Panel Paper: How Income Volatility Interacts with American Families’ Financial Security: An Examination of Gains, Losses, and Household Economic Experiences

Thursday, November 2, 2017
Burnham (Hyatt Regency Chicago)

*Names in bold indicate Presenter

Sheida Elmi, Pew Charitable Trusts


Previous Pew research has demonstrated that financial concerns are top-of-mind for many families. For example, in 2014, over half of households reported worrying about their finances during the previous year. And among those that indicated that they worried, 71 percent worried about not having enough money to cover expenses and 83 percent worried about a lack of savings—concerns that families often discuss. Further complicating these matters is income volatility, defined in this analysis as a year-over-year change in annual income of 25 percent or more. Such fluctuations may make it difficult for families to plan, pay regular expenses, save, or pay down debt.

To date, little research has investigated and compared the impact of changes in year-to-year income on diverse American families, including those of different incomes, races, education levels, and ages. Moreover, data dividing volatility into gains and losses are scarce, making it difficult to examine how families adapt to these different experiences; the research that does exist has focused largely on income loss because it is so detrimental to family financial health.

This analysis aims to fill that gap by exploring what, if any, differences exist between families that experienced income volatility and those that did not, as well as between those that had income gains and those that had losses, and by examining the relationship between income volatility and overall family financial security.

This analysis illustrates that: (1) year-over-year income volatility is common; (2) income volatility exists across demographic groups but is particularly acute for certain populations; (3) the magnitude of income swings up and down is dramatic at the median; and lastly, (4) families that experience income volatility—whether a gain or loss—report lower financial well-being and less savings than those with stable income.

Taken together, these findings demonstrate that although income volatility is more prevalent and the swings are larger among certain households, changes in annual income can affect all types of families, and despite an improving economy, many Americans still feel financially precarious.

Understanding the factors that create and affect income volatility will lead to better programs and policies to improve short-term economic stability and, in turn, improve household financial security.

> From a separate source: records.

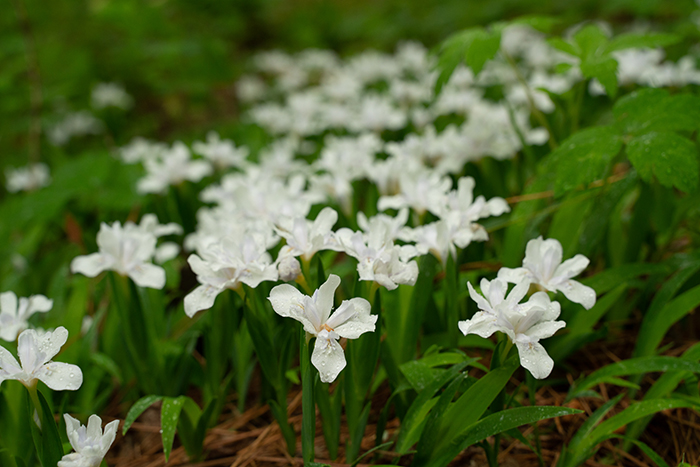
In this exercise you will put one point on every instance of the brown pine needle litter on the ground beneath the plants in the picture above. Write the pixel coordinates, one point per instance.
(253, 438)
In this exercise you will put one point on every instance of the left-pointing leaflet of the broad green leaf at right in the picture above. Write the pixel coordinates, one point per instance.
(582, 158)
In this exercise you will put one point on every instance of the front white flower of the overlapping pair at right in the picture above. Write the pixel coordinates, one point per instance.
(525, 324)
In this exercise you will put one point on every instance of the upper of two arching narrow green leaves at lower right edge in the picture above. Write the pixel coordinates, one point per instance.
(634, 366)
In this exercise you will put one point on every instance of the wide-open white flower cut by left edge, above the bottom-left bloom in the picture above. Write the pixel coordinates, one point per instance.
(35, 352)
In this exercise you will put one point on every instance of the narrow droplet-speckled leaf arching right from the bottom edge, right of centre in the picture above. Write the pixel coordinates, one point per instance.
(496, 423)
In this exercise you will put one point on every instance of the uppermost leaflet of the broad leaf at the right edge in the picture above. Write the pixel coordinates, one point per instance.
(650, 109)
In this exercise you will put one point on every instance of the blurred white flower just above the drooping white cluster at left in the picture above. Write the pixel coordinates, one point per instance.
(172, 167)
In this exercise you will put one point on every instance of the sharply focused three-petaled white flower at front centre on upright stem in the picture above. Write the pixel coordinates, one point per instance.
(350, 320)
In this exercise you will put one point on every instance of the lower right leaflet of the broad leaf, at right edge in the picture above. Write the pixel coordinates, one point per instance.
(671, 158)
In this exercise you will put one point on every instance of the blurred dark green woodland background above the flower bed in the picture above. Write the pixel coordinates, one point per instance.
(179, 58)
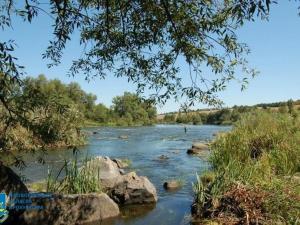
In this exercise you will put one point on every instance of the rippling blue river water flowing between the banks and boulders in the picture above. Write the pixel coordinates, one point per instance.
(143, 148)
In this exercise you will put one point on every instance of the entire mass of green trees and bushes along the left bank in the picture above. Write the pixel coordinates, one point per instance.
(51, 114)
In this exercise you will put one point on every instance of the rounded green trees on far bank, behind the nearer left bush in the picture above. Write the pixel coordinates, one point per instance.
(126, 110)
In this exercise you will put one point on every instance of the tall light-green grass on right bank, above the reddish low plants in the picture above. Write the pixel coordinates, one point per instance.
(275, 136)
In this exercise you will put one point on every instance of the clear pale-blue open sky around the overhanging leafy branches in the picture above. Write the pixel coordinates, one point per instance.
(275, 52)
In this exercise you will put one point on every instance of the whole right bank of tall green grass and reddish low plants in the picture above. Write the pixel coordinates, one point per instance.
(255, 173)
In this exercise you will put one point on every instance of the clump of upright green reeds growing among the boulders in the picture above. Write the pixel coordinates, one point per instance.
(76, 180)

The research outlined here suggests the need for more data documenting the prevalence and severity of income volatility across diverse households to help policy advocates, researchers, and organizations develop solutions to help families cope with unstable annual income.

This paper uses data from Pew’s Survey of American Family Finances (SAFF), which was first conducted in 2014, and then followed up with the same respondents a year later. The data are unique because they allow an exploration of household finances in conjunction with perceptions of households’ financial situations across time for more than 5,600 respondents. This paper represents the first analysis drawing on both sets of these survey data. In addition, data from qualitative interviews across seven U.S. cities will be highlighted to put the SAFF data into context.